Juan Martin Del Potro va mieux. Son poignet droit opéré, il peut envisager son retour à la compétition. Mais pour cela, il faut être au calme. JMDP a donc décidé d'acheter sa rue, à Tandil. Erreur. Pour être au calme, il y a mieux. Toute la municipalité, qui avait accueilli en héros le vainqueur de l'US Open 2009, en est chamboulée. Elle lui avait symboliquement donné les clefs lors d'une cérémonie en grandes pompes. Elle se déchire aujourd'hui sur le droit du champion à modifier le cadastre.

Juan Martin Del Potro en fait-il trop pour sa sécurité ? Pour l'instant, l'Argentin n'en fait surtout pas assez sur les courts. Perturbé, blessé, celui que l'on surnomme la "Tour de Tandil" a fixé un objectif pour son grand retour à la compétition : la Coupe Davis, face à la France. C'est dans l'inconnu qu'il plongera en France (à Toulouse, Pau, Lyon, Metz ou Montpellier selon la décision de la FFT le 21 juillet, ndlr) s'il se décide à quitter son Tandil natal. On l'a dit angoissé, puis simplement trop diminué et déprimé par les blessures. Il a surtout manqué au circuit au moment où le top 10 a connu lui-même a traversé une zone de turbulences.

ATP Tour
Del Potro opéré du poignet
04/05/2010 À 13:45

Il avait joué diminué la finale de la Coupe Davis en 2008, à domicile, face à l'Espagne (1-3) privée elle-même de Rafael Nadal. On imagine qui lui tient à coeur de faire bonne figure dans l'épreuve à l'avenir.

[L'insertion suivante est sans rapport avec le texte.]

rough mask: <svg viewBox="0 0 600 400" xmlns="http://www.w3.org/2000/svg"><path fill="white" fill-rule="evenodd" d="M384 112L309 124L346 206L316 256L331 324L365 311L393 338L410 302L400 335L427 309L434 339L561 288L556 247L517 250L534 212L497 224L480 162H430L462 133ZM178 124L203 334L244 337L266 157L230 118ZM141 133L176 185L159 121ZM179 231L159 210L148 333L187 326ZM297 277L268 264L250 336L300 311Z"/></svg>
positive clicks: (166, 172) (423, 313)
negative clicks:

Là, précisément, elle lui permettrait de se mettre dans le rythme pour son retour à la compétition. Loin de Tandil, à Toulouse, cela sera plus facile. Découvrez la polémique du moment dans sa ville :

DEL POTRO ET TANDIL

"Ce jeune homme est en train de faire connaître Tandil dans le monde entier", avait alors dit le maire Miguel Angel Lunghi, après sa victoire à New York. Une "rue" plus loin, d'autres voix sont discordantes :

"Nous ne sommes pas du tout d'accord avec ceux qui pensent que cette rue ne concerne que ceux qui vivent dedans : cette rue appartient à tout citoyen voulant l'emprunter", déclare à l'AFP Ana Fernandez, de l'ONG Assemblée citoyenne pour la défense des vallons. Ana Fernandez défend le paysage entourant cette ville et déplore "les exceptions permanentes" qui selon elle sont faites au plan destiné à la préserver. Ces exceptions sont réservées "à quelques privilégiés ou aux spéculateurs, qui cherchent à exploiter la beauté de ces vallons", dit-elle.

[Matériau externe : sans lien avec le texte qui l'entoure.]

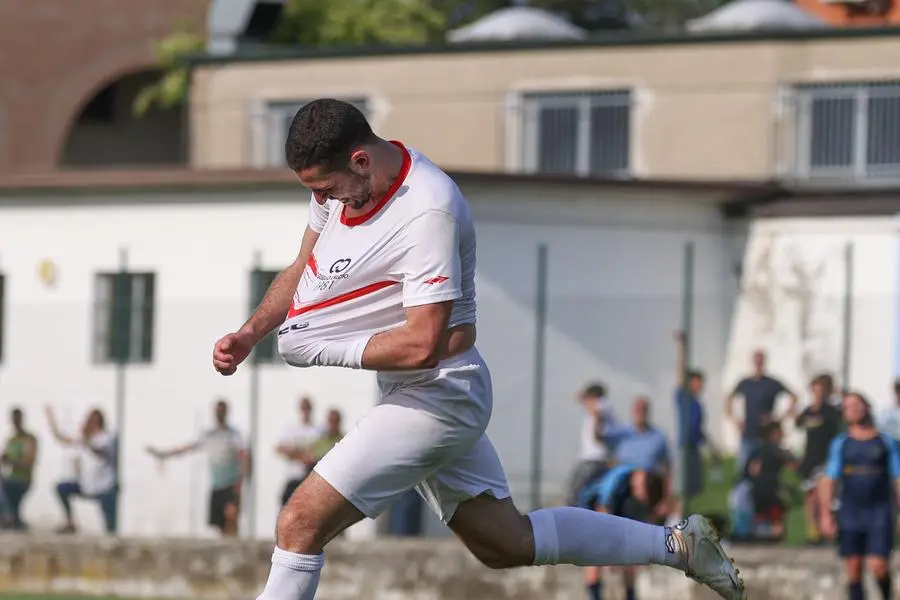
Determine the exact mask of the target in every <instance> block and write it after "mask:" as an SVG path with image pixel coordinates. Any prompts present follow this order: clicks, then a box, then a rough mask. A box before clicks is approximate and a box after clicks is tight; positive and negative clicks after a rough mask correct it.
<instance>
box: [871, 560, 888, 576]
mask: <svg viewBox="0 0 900 600" xmlns="http://www.w3.org/2000/svg"><path fill="white" fill-rule="evenodd" d="M869 571H870V572H871V573H872V576H873V577H874V578H875V579H884V578H885V577H887V576H888V564H887V560H886V559H884V558H881V557H873V558H870V559H869Z"/></svg>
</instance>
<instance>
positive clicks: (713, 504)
mask: <svg viewBox="0 0 900 600" xmlns="http://www.w3.org/2000/svg"><path fill="white" fill-rule="evenodd" d="M734 468H735V467H734V459H733V458H726V459H725V460H724V462H723V464H722V475H723V477H722V480H721V481H718V482H716V481H712V478H711V477H710V469H709V467H708V466H707V468H706V475H705V479H704V481H705V488H704V490H703V493H702V494H700V495H699V496H697V497H696V498H694V499H693V500H691V503H690V505H689V506H688V510H689V512H691V513H701V514H721V515H726V516H727V514H728V493H729V492H730V491H731V487H732V484H733V477H734ZM783 482H784V483H785V485H786V486H787V487H788V488H789V489H790V491H791V500H792V504H791V510H790V511H789V512H788V515H787V519H786V521H785V527H786V532H785V533H786V536H785V537H786V540H785V541H786V542H787V544H788V545H791V546H803V545H804V544H805V543H806V532H805V530H806V517H805V516H804V514H803V494H802V492H801V491H800V480H799V479H798V478H797V476H796V475H795V474H794V473H792V472H790V471H788V472H786V473H785V474H784V478H783Z"/></svg>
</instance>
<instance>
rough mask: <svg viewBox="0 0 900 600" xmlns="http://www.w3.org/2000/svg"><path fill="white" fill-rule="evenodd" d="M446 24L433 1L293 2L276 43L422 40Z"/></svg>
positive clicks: (294, 0) (427, 37) (355, 44)
mask: <svg viewBox="0 0 900 600" xmlns="http://www.w3.org/2000/svg"><path fill="white" fill-rule="evenodd" d="M446 28H447V17H446V14H445V13H444V12H442V11H441V10H439V9H437V8H435V6H434V5H433V4H432V3H431V2H430V0H288V1H287V2H285V5H284V9H283V12H282V16H281V19H280V22H279V24H278V25H277V26H276V28H275V31H274V32H273V35H272V41H273V42H276V43H282V44H299V45H304V46H318V47H328V46H343V45H392V44H422V43H425V42H430V41H434V40H436V39H439V38H440V37H441V36H442V35H443V33H444V31H445V30H446Z"/></svg>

Le parti radical, au pouvoir dans la ville, a imposé la décision en faveur du plus célèbre des enfants de Tandil. Mais l'opposition péroniste et Pro (droite libérale), ainsi que des défenseurs de l'environnement, s'y sont fermement opposés. Ceux qui ont été favorables à la vente, pour 14 dollars le m2, assurent en revanche que la mesure est parfaitement légale. "Il existe une Loi d'unification des domaines", explique Maria Haydée Condino, conseillère municipale radicale.

"Ce n'est pas la première fois qu'on vend une rue à Tandil. Il y en a eu deux déjà cette année : ce sont des rues tracées, certes, mais où on ne circule pas". Pour elle, "on fait des misères à la famille Del Potro, de manière tout à fait gratuite". Mme Condino dément que Del Potro ait menacé de quitter la ville si sa famille n'obtenait pas l'autorisation de privatiser la rue de sa demeure, comme l'insinuent ses détracteurs.

"Nous considérons Del Potro comme une personnalité de Tandil", explique de son côté le conseiller municipal Antonio Ferrer, qui répond au parti de la présidente péroniste Cristina Kirchner. "Mais nous ne pouvons pas privilégier tel ou tel nom lorsque nous appliquons une règle". Pour lui, cette vente "établit un précédent dangereux, car d'autres habitants pourront exiger à leur tour d'être autorisés à acheter un espace public, que ce soit une rue ou même une place".